Las generaciones de periodistas que podrían ser englobadas en lo que Jose Luis Martínez S llama «la vieja guardia» tenían un dicho que con frecuencia aparece, entre bromas y veras, en el habla cotidiana del gremio como es ahora: «perro no come perro». Con el paso de los años, naturalmente, la frasecita ha tenido que pasar por las pruebas del ácido y de la brecha generacional.
A algunos, «perro no come perro» les suena a contubernio, a complicidad en esos recovecos de valores entendidos que no se han ido de las redacciones y espacios similares.
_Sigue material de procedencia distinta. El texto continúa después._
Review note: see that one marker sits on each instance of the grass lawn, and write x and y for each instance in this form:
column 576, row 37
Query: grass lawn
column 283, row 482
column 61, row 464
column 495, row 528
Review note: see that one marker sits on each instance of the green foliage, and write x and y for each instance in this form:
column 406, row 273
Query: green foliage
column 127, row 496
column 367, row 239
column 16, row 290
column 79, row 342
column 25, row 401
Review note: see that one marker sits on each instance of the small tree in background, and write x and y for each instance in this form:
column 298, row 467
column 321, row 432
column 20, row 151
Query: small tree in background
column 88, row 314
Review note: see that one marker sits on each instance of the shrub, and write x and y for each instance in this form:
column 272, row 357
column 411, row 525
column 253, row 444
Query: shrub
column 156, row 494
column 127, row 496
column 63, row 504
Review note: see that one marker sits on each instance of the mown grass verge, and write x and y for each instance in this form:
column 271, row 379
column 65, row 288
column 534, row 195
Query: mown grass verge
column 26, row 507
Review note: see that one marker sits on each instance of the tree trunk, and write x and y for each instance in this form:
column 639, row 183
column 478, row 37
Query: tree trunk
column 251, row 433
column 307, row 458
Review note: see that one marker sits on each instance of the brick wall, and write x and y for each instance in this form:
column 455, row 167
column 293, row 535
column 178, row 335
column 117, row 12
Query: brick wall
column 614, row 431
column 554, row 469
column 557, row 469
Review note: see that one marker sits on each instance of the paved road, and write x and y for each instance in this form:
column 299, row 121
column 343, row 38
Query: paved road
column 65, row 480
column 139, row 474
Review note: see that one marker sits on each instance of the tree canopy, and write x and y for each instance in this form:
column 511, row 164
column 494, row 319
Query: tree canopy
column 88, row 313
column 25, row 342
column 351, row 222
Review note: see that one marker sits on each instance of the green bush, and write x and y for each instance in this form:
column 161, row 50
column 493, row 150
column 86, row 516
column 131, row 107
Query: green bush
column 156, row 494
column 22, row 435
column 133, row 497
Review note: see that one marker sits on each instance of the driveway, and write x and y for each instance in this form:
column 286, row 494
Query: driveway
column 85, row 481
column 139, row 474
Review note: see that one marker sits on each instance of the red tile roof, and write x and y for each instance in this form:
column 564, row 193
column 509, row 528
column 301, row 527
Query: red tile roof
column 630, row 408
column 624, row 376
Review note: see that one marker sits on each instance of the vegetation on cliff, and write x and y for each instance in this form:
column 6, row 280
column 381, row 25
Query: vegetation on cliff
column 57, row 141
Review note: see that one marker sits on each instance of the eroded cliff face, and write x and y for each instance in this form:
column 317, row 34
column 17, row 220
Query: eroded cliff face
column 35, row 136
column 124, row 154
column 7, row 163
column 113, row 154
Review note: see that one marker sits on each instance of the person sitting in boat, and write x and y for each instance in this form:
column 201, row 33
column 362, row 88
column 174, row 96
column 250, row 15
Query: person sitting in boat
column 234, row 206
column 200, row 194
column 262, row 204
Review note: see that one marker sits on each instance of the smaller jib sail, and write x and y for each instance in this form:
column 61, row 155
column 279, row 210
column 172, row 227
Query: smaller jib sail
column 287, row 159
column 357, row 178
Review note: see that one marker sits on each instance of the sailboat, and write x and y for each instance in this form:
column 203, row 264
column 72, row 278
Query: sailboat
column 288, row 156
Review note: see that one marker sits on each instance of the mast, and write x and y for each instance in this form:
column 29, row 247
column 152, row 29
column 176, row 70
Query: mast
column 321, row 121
A otros, les suena retro, demodé.
Pero en tiempos en que asesinan periodistas y no falta alguien del gremio que diga dubitativo: «vayan a saber en qué andaba», a ratos parece que este mismo gremio anda, en muchas cosas -moral, profesional, operativamente- algo, bastante desamparado.
A como andan las cosas, no volveremos a ver esas reuniones multitudinarias en las que los periodistas arropaban a un colega amagado por el poder político o fáctico teñido de prepotencia. Es decir, «mostraban músculo».
Así lo hicieron en 1945 cuando a Martín Luis Guzmán -tan reportero como el que más- se le ocurrió bronquearse con el clero cuando a los honorables señores se les ocurrió andar haciendo procesiones en Semana Santa, estando prohibidas las manifestaciones de fe públicas.
En aquella ocasión, donde se invitó a 600 periodistas y yerbas afines y según Salvador Novo llegaron «como 3 mil», algunos acelerados hasta propusieron crear un «periódico liberal» que no se hizo realidad porque la concurrencia -con excepción de Siqueiros, que se cayó al punto con mil pesotes de los de entonces- andaba corta de fondos.
Bastantes años más tarde, los suficientes como para que algunos se acuerden y otros no tengan la más remota idea de lo que aquí digo, un gobernador de Guerrero -caramba, qué coincidencia- llamado Rubén Figueroa, tuvo la mala ocurrencia de amenazar al columnista Manuel Buendía. La solidaridad gremial se manifestó en otra reunión, igualmente masiva, en el restaurante del desaparecido Hotel del Prado, en julio de 1979.
Durante ese encuentro solidario, Buendía, a quien yo no conocí -lo mataron el mismo año que entré a la licenciatura- dijo algo que aún es válido, a pesar del tiempo transcurrido: “Allá, en los pueblos del interior, es donde el periodismo requiere auténtica valentía personal, porque las banquetas son demasiado estrechas para que no se topen de frente -por ejemplo- el periodista y el comandante de policía de quien aquél hizo crítica en la edición de esa misma mañana. Aquí la incomodidad más seria que sufrimos es la de no encontrar mesa en nuestro restaurante favorito de la Zona Rosa.»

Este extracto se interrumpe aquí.